More: The 3 Best Formations for Youth Soccer

But again, how much is enough? How can a coach confirm that their team’s endurance is improving or that their endurance is sufficient for play? The best way to tell if a player has good endurance is to test their endurance. That’s pretty obvious, but how?

There are many tests of endurance. Here is a brief list of test methods:

VO2 Max

An athlete works progressively harder on a treadmill or cycle until they are unable to continue. Expired air is analyzed during the test and a statement of aerobic capacity is calculated as oxygen consumption in ml O2 / kg / min. Advantages: the gold standard for endurance testing. Disadvantages: expensive; requires a lab and skilled personnel to administer and interpret; only test one at a time; not soccer-specific running.

12-Minute Run

A team runs around a track as far as they can in 12 minutes. The results correlate to VO2 max. The score is how far the player ran in 12 minutes. Advantages: easy; only need a stopwatch and people to count laps. Disadvantages: pure endurance running, not soccer-specific running.

“Beep” Tests

These are 20-meter shuttle tests paced by an audiotape. There is a beep to start running, a beep when to arrive and turn at the 20-meter point, then a beep for when you are be back at the start line. The beeps continue until the athlete fails to keep the pace set by the audiotape. The score is the total distance covered (number of runs x 40 meters). Advantages: easy to do; you can test many players at once; just need the tape and a “boom box.” Disadvantage: tears the field up (at the turn-around point).

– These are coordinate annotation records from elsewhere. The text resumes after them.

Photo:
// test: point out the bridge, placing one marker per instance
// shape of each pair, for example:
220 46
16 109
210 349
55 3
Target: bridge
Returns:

There are many types of beep tests (also called Yo-Yo tests), but they all fall into one of two categories:

  • Continuous beep tests: In this method, the athlete runs continuously as there is no break. The pace gradually increases.
  • Intermittent beep tests: The pace gradually increases, but in this method, after each run, there is a brief (usually 10 seconds) recovery period.

More: Get Your Kids Interested in Soccer Through the FIFA Women’s World Cup

There are other tests out there, but all are variations on these themes: lab test, timed distance run, beep tests.

I favor the intermittent beep test for a couple of reasons:

  1. It is soccer-specific running. Run for a distance (20 meters) change direction, run again (20 meters), then a brief rest.
  2. Other tests correlate better with VO2 max (like the 12-minute run and continuous beep), but this correlates with what is important to the coach: how far the player runs during the game.

Circumstances had a series of soccer players tested using the continuous beep test one day. About two weeks later, a subset of the first group was tested using the intermittent beep test. Using the continuous beep test, the goalkeepers were very close or even equal to the field players in total distance run. When tested using the intermittent beep test, the field players outran the goalkeepers by over 25 percent, which makes more intuitive sense for soccer.

Back to the question: How much endurance is needed? Using the Yo-Yo Intermittent Recovery Test (its formal name), high school girls should be approaching 700+ meters and college should be near or over 1,000 meters.

National level women are typically 1,500 meters or higher and some exceptional players are over 2,000 meters. High school boys should be close to 1,000 meters, with national-level boys in the 1,500- to 2,000-plus-meter area.

These are all level 1 tests (slower start and slower progression). World-class adult men should be around 900 to 1,000 meters or more on the level 2 test (a faster start and much faster progression).